D’après le zoo de Taronga de Sydney, qui recense les attaques de squales au large des côtes de l’île-continent, il y en a eu 22 en 2015, dont une mortelle, contre 11 en 2014 et 10 en 2013. Bon nombre d’entre elles se sont produites sur 60 kilomètres de côtes entre Evans Head et Byron Bay, en Nouvelle-Galles du Sud. Ballina, un pointbreak convoité, est situé au milieu.
La région, réputée pour ses plages de sable blanc et la rugosité de ses côtes, est un aimant à surfeurs mais la peur règne.
Certains « bodyboardeurs ne veulent plus y retourner ou ne sont pas encore prêts à y retourner. Je crois qu’ils ont peur », souligne Gary Meredith. « Mais à côté de ça, il y a les irréductibles qui ont besoin de surfer tous les jours et qui vont prendre le risque ».
L’abattage, c’est ‘préhistorique’
Tadashi Nakahara, un surfeur japonais, est mort à Ballina en février 2015 après avoir eu les jambes arrachées par un grand blanc – une espèce protégée – et des voix se sont élevées pour demander l’abattage des squales.

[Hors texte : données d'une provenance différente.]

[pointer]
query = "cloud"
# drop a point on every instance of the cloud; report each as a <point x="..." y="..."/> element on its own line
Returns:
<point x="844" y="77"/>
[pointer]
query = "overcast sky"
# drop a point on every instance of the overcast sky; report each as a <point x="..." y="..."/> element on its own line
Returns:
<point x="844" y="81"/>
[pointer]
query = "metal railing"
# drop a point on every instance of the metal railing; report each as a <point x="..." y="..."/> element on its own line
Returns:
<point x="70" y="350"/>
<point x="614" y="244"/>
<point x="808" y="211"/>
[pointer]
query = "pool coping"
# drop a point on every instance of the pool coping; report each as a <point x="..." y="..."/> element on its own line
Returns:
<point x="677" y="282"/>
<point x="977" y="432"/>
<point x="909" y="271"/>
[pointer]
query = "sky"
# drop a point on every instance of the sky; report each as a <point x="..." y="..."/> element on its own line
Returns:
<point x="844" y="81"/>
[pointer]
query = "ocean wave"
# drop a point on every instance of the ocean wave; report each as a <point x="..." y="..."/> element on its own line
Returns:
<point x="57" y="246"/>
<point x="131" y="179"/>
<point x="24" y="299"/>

Mais le maire de Ballina, David Wright, ne veut pas en entendre parler. « Je pense que l’abattage d’animaux quels qu’ils soient est une façon préhistorique de gérer les choses », dit-il à l’AFP. « On ne tue pas » un être vivant uniquement « parce qu’on ne s’entend pas avec ».

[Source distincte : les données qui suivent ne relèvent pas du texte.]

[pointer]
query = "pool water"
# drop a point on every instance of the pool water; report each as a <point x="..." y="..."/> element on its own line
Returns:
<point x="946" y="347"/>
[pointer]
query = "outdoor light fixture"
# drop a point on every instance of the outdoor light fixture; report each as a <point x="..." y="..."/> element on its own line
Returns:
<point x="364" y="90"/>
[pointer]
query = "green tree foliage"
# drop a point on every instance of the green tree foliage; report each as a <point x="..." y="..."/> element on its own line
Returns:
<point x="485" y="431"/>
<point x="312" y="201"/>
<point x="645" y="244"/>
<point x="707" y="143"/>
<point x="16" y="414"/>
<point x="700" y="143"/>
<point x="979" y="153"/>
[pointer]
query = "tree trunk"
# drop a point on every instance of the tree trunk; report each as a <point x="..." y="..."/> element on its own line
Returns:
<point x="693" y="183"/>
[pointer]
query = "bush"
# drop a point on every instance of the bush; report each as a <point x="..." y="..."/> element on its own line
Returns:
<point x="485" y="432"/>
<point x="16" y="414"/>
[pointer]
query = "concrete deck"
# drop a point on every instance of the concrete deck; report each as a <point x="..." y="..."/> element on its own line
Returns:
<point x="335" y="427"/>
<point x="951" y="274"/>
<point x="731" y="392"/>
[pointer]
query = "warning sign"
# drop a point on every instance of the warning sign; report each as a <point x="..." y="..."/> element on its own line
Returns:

Mais il n’y a aucun consensus sur la façon de prévenir les attaques. Les gouvernements des différents Etats situés sur le long des quelque 30.000 kilomètres de côtes agissent en ordre dispersé.
Les hameçons équipés d’appâts accrochés à des balises flottantes au large des plages sont critiqués par les défenseurs de l’environnement car ils tuent d’autres animaux marins.
En Australie occidentale, où plus d’une dizaine d’attaques mortelles se sont produites depuis 2000, les autorités ont dû abandonner leur politique controversée d’élimination des squales, au profit entre autres de patrouilles aériennes.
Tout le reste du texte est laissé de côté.